Properly identified and mobilized, mental problems are quite a large market for the pharmaceutical industry. Mental health problems and illnesses are long term and recurring at times.
Thus the market for its medication is assured. Government's truncated budgetary process however dampens the market bull.
Philippine health budget is 2.9% of GNP; World Health Organization recommendation is 5% of GNP. Devolved this budget to the provincial level, it will result to measly sum of Php 23,000.00 operation budget (PHO) for 2006, inflation not factored.
We cannot blame health centers then to prioritize emergency cases over optional cases, i.e., mental health, EENT, cataract and to a certain extent, cancer.
This underinvestment evidently leaves mental health to mend for itself. Being imported research medicines for the mentally ill and therefore super expensive, pharmaceutical medicines are segmented to the upper strata of society while the poor are left to the streets stigmatized.
Pharmaceutical companies therefore are losing the greater mass of the market. Department of Health receives benefits and partners with private pharmaceutical companies for malaria, polio, TB, cancer, herbal medicines but none so far for mental health. The uniqueness of mental cases could have been the main reason.
Mental illness is not symptomatic like infection and requires the whole family to adjust as the family may be the cause.

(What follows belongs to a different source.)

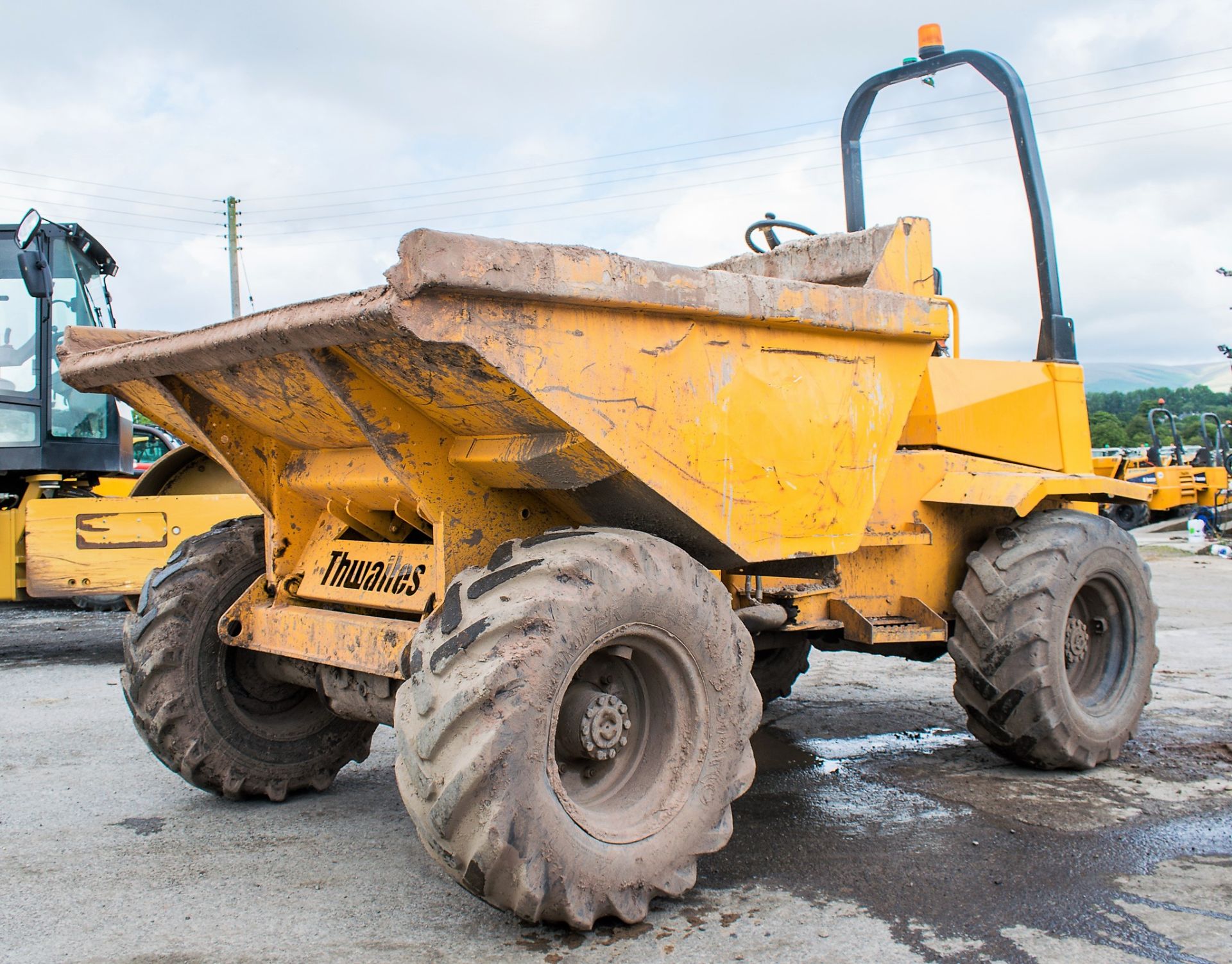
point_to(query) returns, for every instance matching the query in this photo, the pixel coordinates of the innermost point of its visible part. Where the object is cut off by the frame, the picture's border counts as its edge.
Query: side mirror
(28, 228)
(36, 273)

Besides, the cost of medicine and the stigma attached to it reduced the suffering patient to live in his "sariling mundo" (distorted conscience chambers). The health department and centers should know better and a redirection can help a lot in terms of legislated budgetary allocation, and in the national level, private business participation.
Dr. Johnny Flavier did it very well for family planning. How? Dr. Flavier used his powers to direct the private business for family planning, turned the underinvestment to productive investment for contraceptive business, acted on TV (with Vilma Santos and Dolphy) and movies, in fact. He partnered with Gringo Honasan, by the way, with Vilma Santos. Result, contraceptives are now multi-million business in the Philippines.
Why? This is because family planning was his health priority during his stint at the DOH. It can be done for mental health. Some 6,000 or more wandering around the island is life threatening but a market at the same time.
Let me be clear, marketing management is a national concern. The Bacolod City Mental Health Care Center is but a recipient of a devolved budget. The Philippine Mental Health Association, Negros Chapter, is a teaching advocate having no substantial resources to extensively accommodate the clinically problematic.
With the low level of awareness, national and local budgetary constraints, stigma, educational system that does not even care to upgrade guidance and counseling program, tri-media that does not feature scientific milestones, justice system that is punitive rather than restorative, the poor Filipino's mind must have cohabitated with spiders' cobwebs.
Worst, President Gloria Macapagal-Arroyo's Ten Point Agenda does not contain even the smallest iota of health programs. What productivity are we talking if the vast majority of human resources are coughing?
Here in the province, I am not acquainted with that Dr. Iturriaga of Silay. He embodies a simple HRD case. I extend my empathy to him. How we prioritize health and in particular mental health is extremely serious and what matters.